Et ce, parce que les mesures de distanciation sociale imposées pour réduire les taux de contamination ont entraîné la fermeture de bars, de restaurants et d’activités de divertissement dans lesquels de nombreux jeunes ont tendance à travailler.
« Ils pouvaient économiser de l’argent avant leur grand voyage » après leur service militaire obligatoire, « ce qui ne sera pas le cas à présent », a-t-elle déclaré. « Ce sont des gens au début de leur carrière ».
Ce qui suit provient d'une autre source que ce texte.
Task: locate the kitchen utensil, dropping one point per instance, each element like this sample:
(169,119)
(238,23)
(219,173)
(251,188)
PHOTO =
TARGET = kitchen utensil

La tranche d’âge des 18-24 ans est également celle qui a droit au plus petit montant d’allocations de chômage, a-t-elle déclaré, car c’est elle qui a probablement passé le moins de temps sur le marché du travail. Le maximum qu’ils peuvent obtenir est de 50 jours d’allocations de chômage ou de congé, ce qui signifie que très bientôt, la plupart d’entre eux n’auront aucun moyen de subvenir à leurs besoins, a déclaré Mme Aviram-Nitzan. S’ils ne retournent pas travailler et épuisent leurs allocations de chômage, « ils seront très vulnérables ».
Mais tout n’est pas perdu pour cette tranche d’âge, a déclaré Mme Aviram-Nitzan. « Certains d’entre eux iront étudier… d’autres changeront peut-être leurs projets. Mais ils sont encore au début de leur vie, ils n’ont pas, pour la plupart, de famille avec des enfants, donc ils peuvent se débrouiller plus facilement que les personnes de 30 ou 40 ans qui ont des enfants ».
« La reprise sera plus facile » pour les plus jeunes, a-t-elle ajouté. Ils peuvent repartir à zéro, « toutes leurs carrières sont devant eux, ils peuvent donc changer leurs plans et s’adapter à la situation actuelle ». Ils peuvent se débrouiller plus facilement que les personnes de 40 ans qui ont perdu leur emploi, car ils sont plus flexibles ».
De plus, les jeunes travailleurs peuvent retourner vivre chez leurs parents, s’ils ne peuvent pas payer leur loyer. « Si vous avez une famille, c’est plus compliqué. »
Dans ses données publiées jeudi, l’IDI prévoit qu’au cours du mois de mai, environ un demi-million des millions de travailleurs en congé sans solde depuis mars reprendront lentement le travail. Ainsi, le taux de chômage (y compris les travailleurs en congé sans solde) devrait baisser en mai à environ 15,2 %, contre un niveau actuel de quelque 27 %, le nombre total de chômeurs (y compris les travailleurs en congé sans solde) étant estimé à 620 000.
En juin, alors que l’économie aura repris son fonctionnement presque complet, la situation sur le marché du travail continuera de s’améliorer, avec quelque 160 000 personnes censées retrouver un emploi, selon l’IDI.
Certains secteurs de l’économie continueront probablement à fonctionner à un niveau plus limité, et l’économie n’atteindra donc pas le niveau de plein emploi enregistré avant la crise du coronavirus. Ainsi, le nombre de chômeurs en juin devrait être d’environ 460 000 – soit un taux de chômage d’environ 11,2 %.
Un taux de chômage à deux chiffres a été enregistré pour la dernière fois pendant la crise de 2001-2004 causée par le crash des dotcom [entreprises exerçant une activité commerciale sur l’Internet] et la seconde Intifada, et même à ce moment-là, le chômage ne se situait « qu’entre » 10,3 % et
10,7 %, selon l’IDI.
La dernière fois qu’Israël a connu un taux de chômage de 11,2 %, c’était en 1992, causé à l’époque par l’énorme afflux d’immigrants en âge de travailler en provenance de l’ex-Union soviétique, selon l’IDI. Cette immigration de personnes hautement qualifiées s’est finalement transformée en une aubaine économique pour Israël, jetant les bases de son secteur technologique florissant.